Если первый вид лжи может быть назван ложью умолчания, то второй, наоборот, – ложью праздных слов>255. Причина первой лежит в сознании, второй – в воле>256. Там ложь творчества, мыслей, восприятий, здесь – ложь жизни; несомненно, между тем и другим существует большая внутренняя связь. Ведь литература только тогда будет действительно отвечать своему великому назначению, когда она будет живым лицом. Для этого она должна стать подлинно выражением лучших, страдальческих минут жизни писателя>257. Читатель, когда читает благородные слова, должен верить, что всё там написанное не просто «душевные эмоции», а сама жизнь. Он должен верить, что писатель-художник, безусловно, так же живёт, как пишет. Скажут: это личная жизнь, нельзя в неё вмешиваться. Вмешиваться, может быть, и нельзя, но мы, говоря о необходимости соответствия писательства и личной жизни, вовсе не элементарным морализированием занимаемся, а утверждаем, что эта ложь бьёт сразу в двух противоположных направлениях, в одно и то же время развращая и личную жизнь, и литературу.

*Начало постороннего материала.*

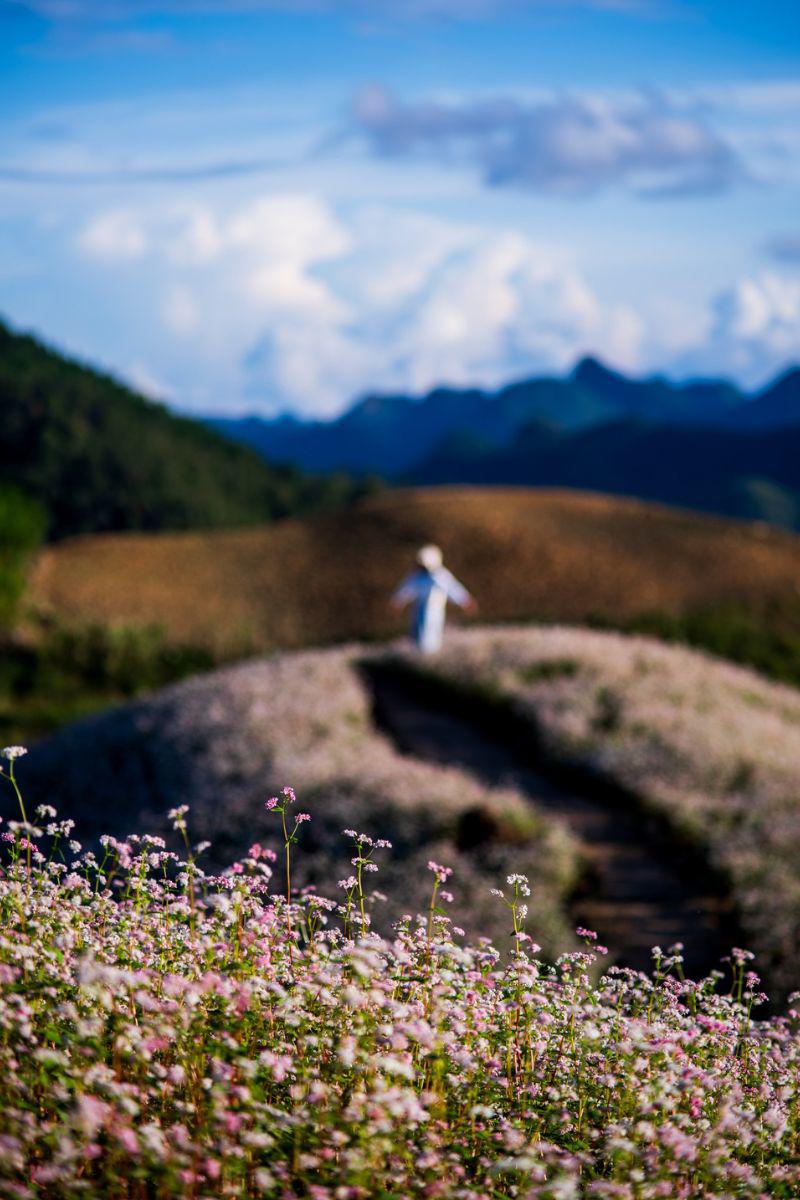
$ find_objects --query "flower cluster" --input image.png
[0,793,800,1200]
[411,628,800,994]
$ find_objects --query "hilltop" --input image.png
[30,487,800,650]
[0,323,369,539]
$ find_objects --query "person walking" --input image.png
[392,546,476,654]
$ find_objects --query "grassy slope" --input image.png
[31,488,800,649]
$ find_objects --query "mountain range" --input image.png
[0,322,363,548]
[210,358,800,528]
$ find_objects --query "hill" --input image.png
[413,422,800,529]
[0,323,369,538]
[30,487,800,649]
[209,358,800,482]
[14,626,800,991]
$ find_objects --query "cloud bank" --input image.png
[351,84,746,196]
[74,194,642,415]
[73,193,800,416]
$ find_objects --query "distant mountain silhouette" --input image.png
[726,367,800,430]
[410,421,800,529]
[211,358,800,528]
[0,322,374,541]
[207,358,800,478]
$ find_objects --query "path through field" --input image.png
[365,665,735,978]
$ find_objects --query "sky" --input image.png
[0,0,800,418]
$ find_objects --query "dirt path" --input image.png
[365,665,736,978]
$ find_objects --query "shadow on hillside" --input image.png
[360,658,741,978]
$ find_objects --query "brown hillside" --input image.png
[32,487,800,648]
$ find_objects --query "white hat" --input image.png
[416,546,443,571]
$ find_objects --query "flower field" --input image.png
[0,748,800,1200]
[407,628,800,995]
[14,647,578,955]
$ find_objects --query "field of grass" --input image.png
[0,748,800,1200]
[404,629,800,994]
[30,488,800,650]
[10,488,800,742]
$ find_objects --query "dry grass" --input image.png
[32,488,800,652]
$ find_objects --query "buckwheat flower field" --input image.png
[0,748,800,1200]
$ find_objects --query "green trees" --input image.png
[0,322,371,539]
[0,485,44,631]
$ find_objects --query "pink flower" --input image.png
[428,859,452,883]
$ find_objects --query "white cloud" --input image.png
[78,194,642,414]
[680,271,800,386]
[78,209,149,262]
[70,193,800,416]
[353,84,746,196]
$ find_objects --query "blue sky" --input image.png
[0,0,800,415]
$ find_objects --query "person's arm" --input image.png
[390,575,417,608]
[437,566,477,612]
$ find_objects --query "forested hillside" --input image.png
[0,322,362,539]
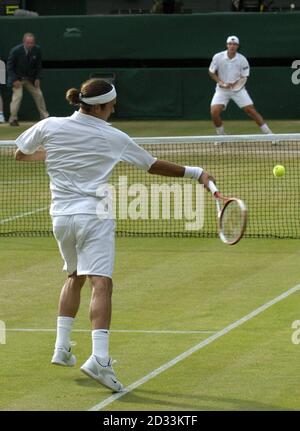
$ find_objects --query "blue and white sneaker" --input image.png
[80,355,123,392]
[51,348,76,367]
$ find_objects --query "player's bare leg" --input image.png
[89,276,113,330]
[210,105,225,135]
[51,273,86,367]
[243,105,272,134]
[58,274,86,318]
[80,276,123,392]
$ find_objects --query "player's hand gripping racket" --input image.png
[208,180,247,245]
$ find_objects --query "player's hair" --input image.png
[23,33,35,42]
[66,78,113,112]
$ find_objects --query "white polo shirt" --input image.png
[15,112,156,216]
[209,50,250,84]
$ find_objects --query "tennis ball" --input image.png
[273,165,285,178]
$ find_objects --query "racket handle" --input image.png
[208,180,219,196]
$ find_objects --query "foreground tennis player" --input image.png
[209,36,272,135]
[15,79,212,392]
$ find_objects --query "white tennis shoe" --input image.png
[51,349,76,367]
[80,355,123,392]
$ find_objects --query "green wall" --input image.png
[0,13,300,120]
[0,12,300,61]
[1,67,300,120]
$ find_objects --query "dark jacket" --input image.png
[7,44,42,86]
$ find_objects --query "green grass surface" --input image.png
[0,238,300,410]
[0,121,300,410]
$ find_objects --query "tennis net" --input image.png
[0,134,300,238]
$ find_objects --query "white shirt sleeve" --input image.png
[208,54,218,73]
[241,57,250,78]
[15,120,46,154]
[120,136,157,171]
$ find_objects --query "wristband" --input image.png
[184,166,203,180]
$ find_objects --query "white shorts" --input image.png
[211,87,253,110]
[52,214,115,278]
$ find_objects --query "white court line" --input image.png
[6,328,217,334]
[0,206,49,224]
[89,284,300,411]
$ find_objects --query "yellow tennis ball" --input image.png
[273,165,285,178]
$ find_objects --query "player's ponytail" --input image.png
[66,88,80,106]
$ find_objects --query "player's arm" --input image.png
[208,70,228,88]
[120,138,214,187]
[148,160,215,188]
[208,55,227,88]
[15,119,47,162]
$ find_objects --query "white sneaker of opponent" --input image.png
[51,349,76,367]
[80,355,123,392]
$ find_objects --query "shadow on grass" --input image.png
[76,377,293,411]
[110,389,291,411]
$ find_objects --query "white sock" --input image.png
[216,126,225,135]
[92,329,109,361]
[55,316,74,350]
[260,123,273,135]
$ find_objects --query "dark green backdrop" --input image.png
[0,13,300,119]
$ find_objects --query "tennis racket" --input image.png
[208,181,247,245]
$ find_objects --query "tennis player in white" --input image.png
[209,36,272,135]
[15,79,216,392]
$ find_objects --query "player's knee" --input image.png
[243,105,255,115]
[90,276,113,295]
[68,271,86,289]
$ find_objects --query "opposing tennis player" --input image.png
[15,79,212,392]
[209,36,272,135]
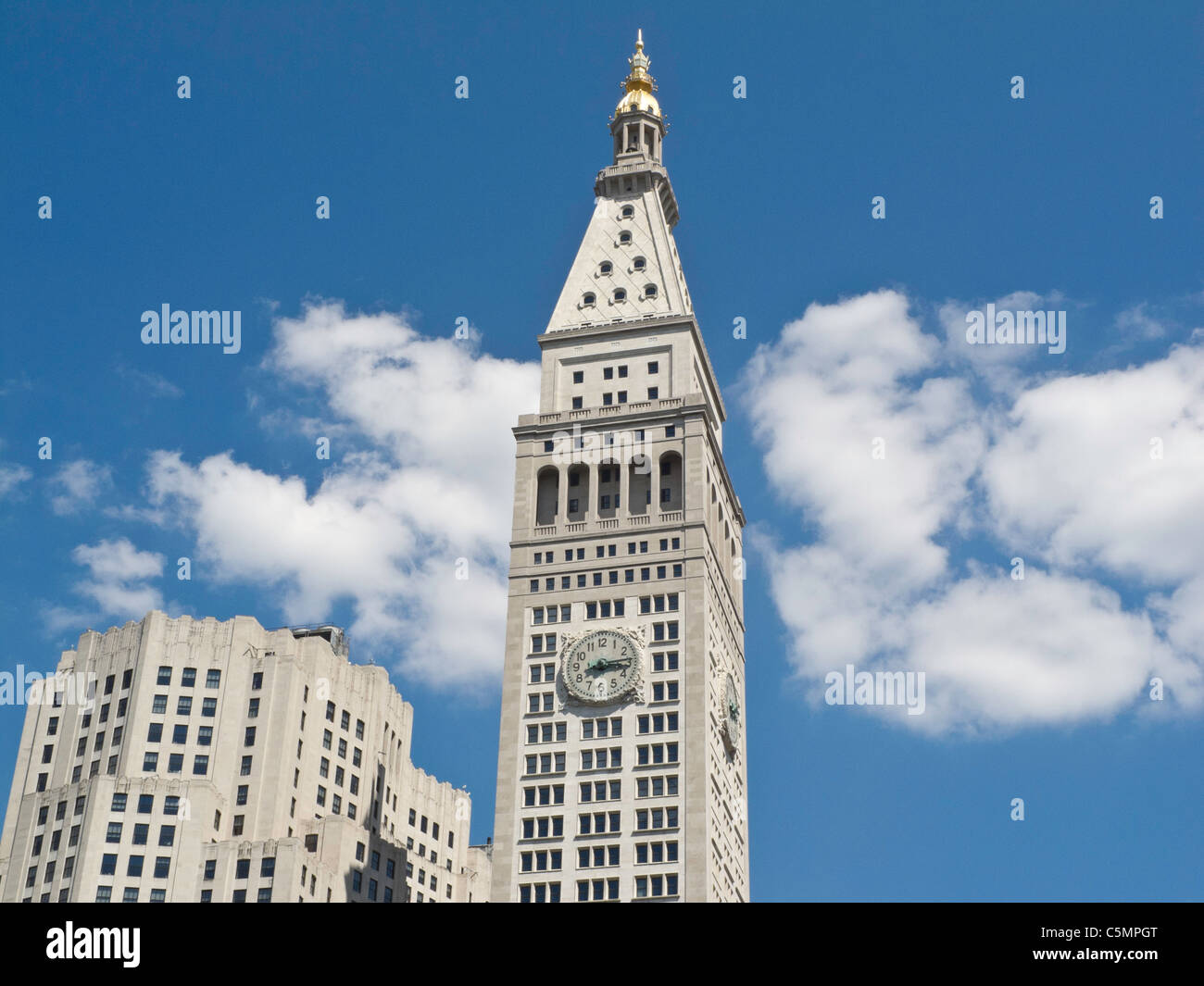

Она устанавливается вовсе не какой-нибудь «очной ставкой», что вот, мол, вы пишете о вреде кафешантана, а сами к Омону>258 ходите. Не в этом тут дело. Вы могли бы писать о вреде кафешантана и пойти к Омону, и всё-таки никакого несоответствия между жизнью вашей и писаниями не было бы. Но для этого искренно и честно вы должны были бы считать злом именно то, что вы обличаете в литературе, тогда центр вашей жизни, ваш закон, определяющий жизнь, в общем, вполне давал бы вам право писать так, как вы пишете. Нарушение закона вами воспринималось бы как грех, как мучительное падение и, в свою очередь, нашло бы своё выражение опять-таки в вашем творчестве. Не к чему прибегать к «очной» ставке для того, чтобы «уличить» писателя в несоответствии его писаний с жизнью. Следствие этого греха так болезненно отражается на литературе, что язва обнаруживается без всяких юридических приёмов. Ибо, если бы литература и жизнь действительно сливались между собой, то вы всегда бы нашли там те же страдания и те же вопросы, что и в вашем сердце, как люди одной эпохи и одной страны. Как бы искусно ни прятал писатель своей личной жизни, сколько бы он ни писал горячих статей, воображая, что хорошими статьями он искупит плохую жизнь, в результате ложь обнаружится в самом его творчестве. Вы почувствуете прежде всего результат этой лжи в том, что, подойдя с открытой исстрадавшейся душой к литературе, вы не найдёте в ней ни одного нужного вам слова.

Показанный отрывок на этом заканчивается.